The reverse parade will be held on Saturday, June 19. Grads will gather in the park between 1:30 and 2 p.m., at which time the gates by the splash park will be opened to allow cars to drive through the park. According to the District of 100 Mile House, traffic will flow in a one-way direction, starting from the park entrance off Dogwood Avenue and First Street, travelling through the park and up to the main entrance off Cedar Avenue.
100 Mile House RCMP, 100 Mile House Fire-Rescue and Dawson Road Maintenance will help organize the flow of traffic. The reverse parade will run until 4 p.m., with Rob Fry of New Age Entertainment, providing music in the background.
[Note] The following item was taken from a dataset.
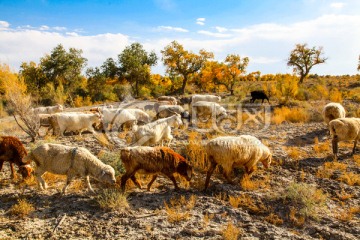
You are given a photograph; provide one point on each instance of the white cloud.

Ried said while the reverse grad parade was a success last year, she wanted to find a nicer setting than the parking lot of the South Cariboo Rec Centre. “We have a beautiful park. It’s stunning down there for photos and having the grads together.”
Last year, about 1,000 people came to town for the reverse parade, lining up on Wrangler Way, by Kal-Tire and on Highway 97. By moving the event to the park, the traffic will be kept off the highway, making the event safer.
Following the parade, the park will be closed for the grads for an hour-and-a-half so they can enjoy some snacks, drinks and time together. A raffle will also be held, with enough donations from local businesses to provide prizes for each grad to take home, as well as a special gift that Ried is keeping under wraps, Ried said.
“They deserve something. If they’re not going to get the dinner, the dance and the whole big formal affair we’d like to give them some fun things for them to remember their graduation.”